FBI seeks to monitor Facebook, oversee mass social media data collection - LinuxBender
https://www.zdnet.com/article/fbi-seeks-to-monitor-facebook-oversee-mass-social-media-data-collection/
======
lioeters
The article describes FB being stuck between a rock and a hard place. On one
hand:

> [The FBI] is planning to aggressively harvest [publicly available]
> information from Facebook and Twitter [via third-party vendors].

..and on the other:

> ..the nature of the [$5 billion settlement with the US Federal Trade
> Commission] requires Facebook to prevent mass data gathering without consent
> -- whether or not the information is public or set to private.

> [FB's policy includes] a ban imposed on developers for "[using] data
> obtained from us to provide tools that are used for surveillance."

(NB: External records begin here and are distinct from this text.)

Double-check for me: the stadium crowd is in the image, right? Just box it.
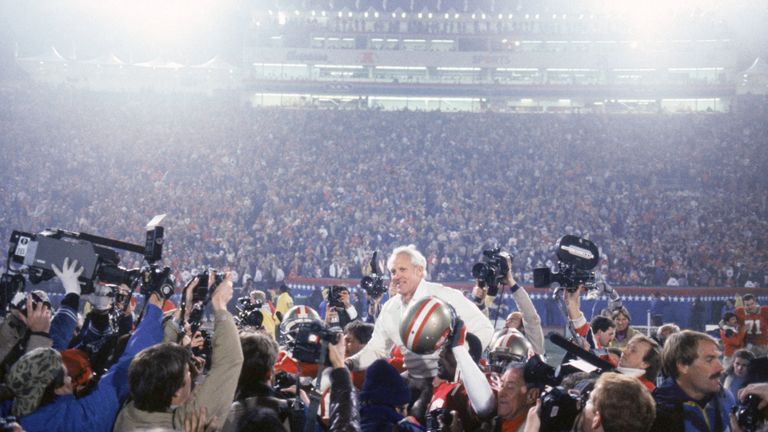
[0,245,768,432]
[0,87,768,287]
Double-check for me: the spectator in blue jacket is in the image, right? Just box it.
[7,293,163,432]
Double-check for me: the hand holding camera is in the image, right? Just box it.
[208,272,234,311]
[18,294,51,333]
[51,257,84,295]
[328,330,346,369]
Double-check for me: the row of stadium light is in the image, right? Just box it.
[268,9,592,20]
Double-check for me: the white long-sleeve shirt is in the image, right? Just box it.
[348,279,493,378]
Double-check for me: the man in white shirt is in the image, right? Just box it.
[345,245,493,421]
[347,245,493,379]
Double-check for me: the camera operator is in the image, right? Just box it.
[427,320,496,430]
[563,285,616,366]
[0,258,83,376]
[492,361,543,431]
[320,285,358,329]
[7,284,163,432]
[0,291,53,378]
[484,253,545,355]
[222,333,305,432]
[525,372,656,432]
[652,330,736,431]
[346,245,493,418]
[249,290,277,340]
[114,273,243,430]
[619,334,661,391]
[70,285,133,374]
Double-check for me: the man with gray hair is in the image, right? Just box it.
[346,245,493,418]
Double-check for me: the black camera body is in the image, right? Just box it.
[733,395,765,432]
[11,291,53,316]
[0,416,18,432]
[360,273,387,299]
[289,320,341,364]
[472,248,511,296]
[539,380,593,432]
[360,251,387,299]
[328,285,349,308]
[0,215,168,298]
[192,269,224,301]
[427,408,452,432]
[533,235,600,291]
[234,296,264,329]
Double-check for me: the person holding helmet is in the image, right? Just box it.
[416,297,495,430]
[347,245,493,379]
[275,305,322,377]
[346,245,493,418]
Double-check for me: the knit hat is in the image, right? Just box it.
[360,359,411,406]
[6,348,64,417]
[61,348,93,387]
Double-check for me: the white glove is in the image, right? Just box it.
[51,258,85,295]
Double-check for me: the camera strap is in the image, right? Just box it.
[552,288,592,346]
[304,341,328,432]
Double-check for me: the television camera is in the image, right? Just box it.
[533,234,600,291]
[0,214,174,306]
[360,251,387,299]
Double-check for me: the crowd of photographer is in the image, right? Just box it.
[0,241,768,432]
[0,87,768,292]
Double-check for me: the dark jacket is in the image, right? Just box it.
[329,368,360,432]
[651,378,736,432]
[360,402,424,432]
[221,383,296,432]
[19,305,163,432]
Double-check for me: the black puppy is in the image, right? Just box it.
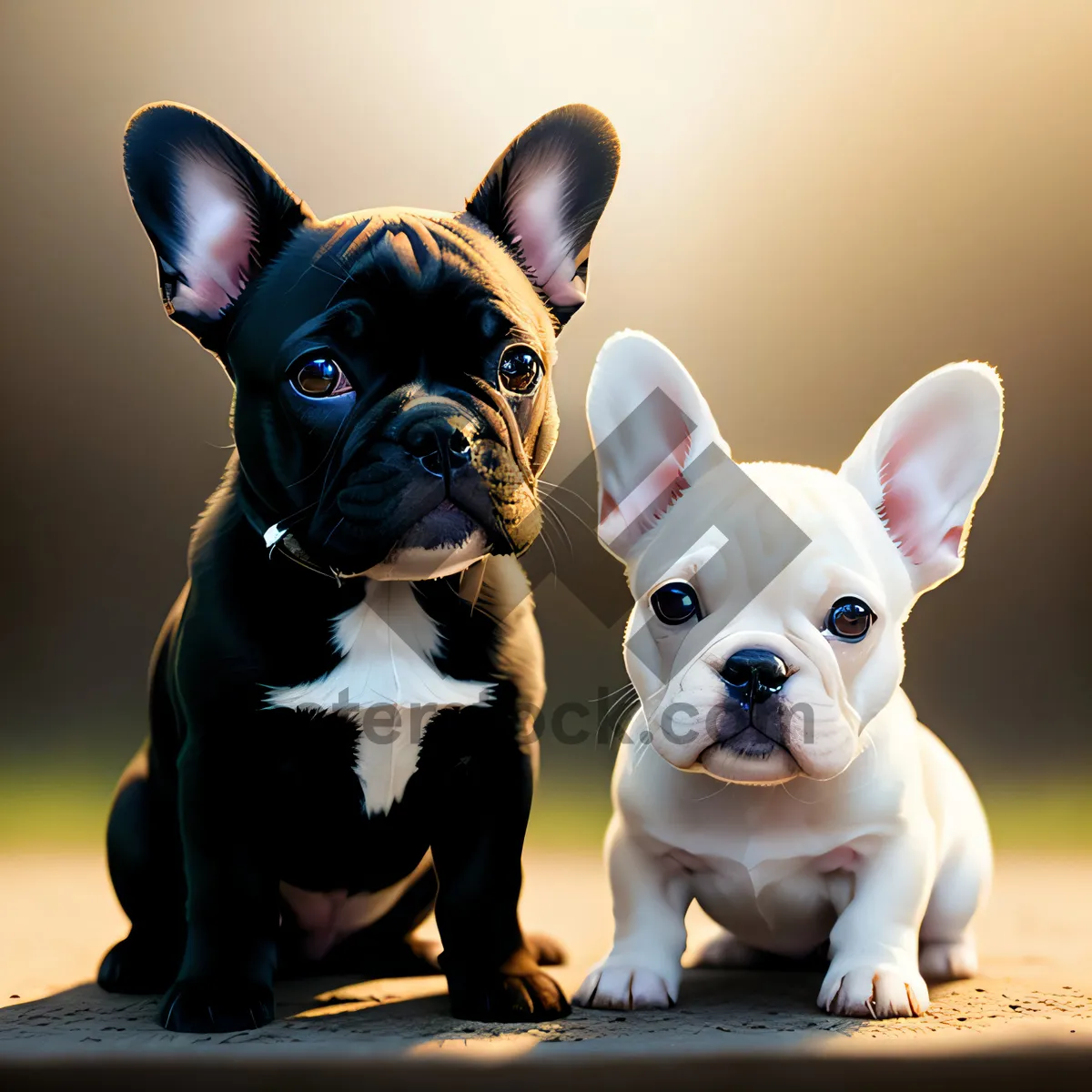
[98,104,618,1032]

I'm sure an exception can be made (by legal force) to provide a FaceBook
Integration platform for all interested parties. The only loser here is the
public.

------
jammygit
People claim the slippery slope argument when you complain about tech
surveillance, but now it is almost a turnkey situation for a government to
begin attempting to predict and control a given behaviour at a historically
impossible scale.

They can just pick the thing they want to try to monitor and manipulate and
most of the data and collection/analysis infrastructure is there waiting.